Chiamparino su Expo 2015: Chi viene a Expo e poi se ne va diventi l’ambasciatore nel mondo dell’Italia

expo_2015Nel corso della giornata dedicata alle Idee di Expo, che si è svolta sabato 7 febbraio a Milano, negli spazi dell’Hangar Bicocca, organizzata dal Ministero delle politiche agricole in collaborazione con Expo Milano 2015. A Milano ci sono stati gli interventi di molti importanti personaggi. Papa Francesco ha rivolto al pubblico un videomessaggio in cui ha denunciato lo spreco, il consumo eccessivo e la iniquità diffusa nel mondo.

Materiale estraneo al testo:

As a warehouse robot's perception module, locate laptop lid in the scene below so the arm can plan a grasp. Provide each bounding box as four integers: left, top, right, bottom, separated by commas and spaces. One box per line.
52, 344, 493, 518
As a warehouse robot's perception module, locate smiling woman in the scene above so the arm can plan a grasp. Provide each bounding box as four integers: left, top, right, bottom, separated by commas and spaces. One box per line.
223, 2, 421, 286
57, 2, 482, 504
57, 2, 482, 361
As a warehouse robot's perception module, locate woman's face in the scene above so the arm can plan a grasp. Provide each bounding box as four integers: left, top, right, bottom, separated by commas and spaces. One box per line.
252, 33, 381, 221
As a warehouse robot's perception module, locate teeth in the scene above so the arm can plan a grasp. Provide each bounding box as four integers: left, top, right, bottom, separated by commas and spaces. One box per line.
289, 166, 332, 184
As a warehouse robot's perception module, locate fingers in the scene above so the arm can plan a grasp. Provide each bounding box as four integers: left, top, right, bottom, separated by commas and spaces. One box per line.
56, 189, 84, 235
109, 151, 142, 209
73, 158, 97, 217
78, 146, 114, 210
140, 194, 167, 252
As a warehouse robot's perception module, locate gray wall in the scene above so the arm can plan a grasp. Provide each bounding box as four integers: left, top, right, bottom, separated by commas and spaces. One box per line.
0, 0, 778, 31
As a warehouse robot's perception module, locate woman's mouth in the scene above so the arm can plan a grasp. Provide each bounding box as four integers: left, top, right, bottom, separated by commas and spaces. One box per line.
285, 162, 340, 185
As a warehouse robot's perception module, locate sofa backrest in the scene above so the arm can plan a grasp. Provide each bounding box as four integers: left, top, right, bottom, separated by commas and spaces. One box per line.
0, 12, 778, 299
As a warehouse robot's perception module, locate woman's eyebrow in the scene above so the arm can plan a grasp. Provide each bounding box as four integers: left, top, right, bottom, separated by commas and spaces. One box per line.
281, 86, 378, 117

Nel suo intervento il Papa ha ricordato che “la prima preoccupazione deve essere la persona, quanti mancano del cibo quotidiano e hanno smesso di pensare alla vita, ai rapporti familiari e sociali, e lottano solo per la sopravvivenza”.
Per il premier Matteo Renzi:  “Non ci accontentiamo di aver cancellato la parola scandalo, dobbiamo essere bravi a trasformarla in identità, l’identità è il senso profondo di cosa è l’Italia che è leader nel settore alimentare ma anche nel campo dell’innovazione, della tecnologia e dei macchinari. Expo Milano 2015 non è solo una grande questione di cibo, ma l’idea che il nostro Paese torni a essere portatore di una sana speranza. Se l’Italia fa l’Italia per bene non ce n’è per nessuno nel mondo”.
L’esortazione del fondatore di Slow Food, Carlin Petrini, a Expo delle Idee è stata chiara: “L’Expo accolga a braccia aperte i contadini e i più poveri. La Carta di Milano non sia un mero documento, ma un vero inizio. Il nervo scoperto che oggi sta mettendo in ginocchio milioni di contadini ha un nome chiaro: si chiama libero mercato, che applicato al cibo sta generando uno sconquasso di proporzioni bibliche” ha detto Petrini”.
Il presidente della Conferenza delle Regioni, e presidente della Regione Piemonte Sergio Chiamparino, ritiene che tra gli obbiettivi di Expo 2015 via sia quello di “fare per sei mesi di Milano la fotografia delle mille bellezze e delle mille culture d’Italia: Chi viene a Expo e poi se ne va diventi l’ambasciatore nel mondo di queste bellezze”.

Per il presidente dell’Anci Piero Fassino: “Expo è occasione di riscatto per l’immagine dell’Italia, e per questo i Comuni si sentono impegnati in prima linea e altri 500 sono pronti. Anci sta lavorando a gemellaggi fra Paesi partecipanti e Comuni e sta pensando a pacchetti speciali per le comunità italiane che vivono all’estero. Per l’ostensione della Sindone a Torino, ad esempio, Fassino prevede a Torino 2 milioni di visite”.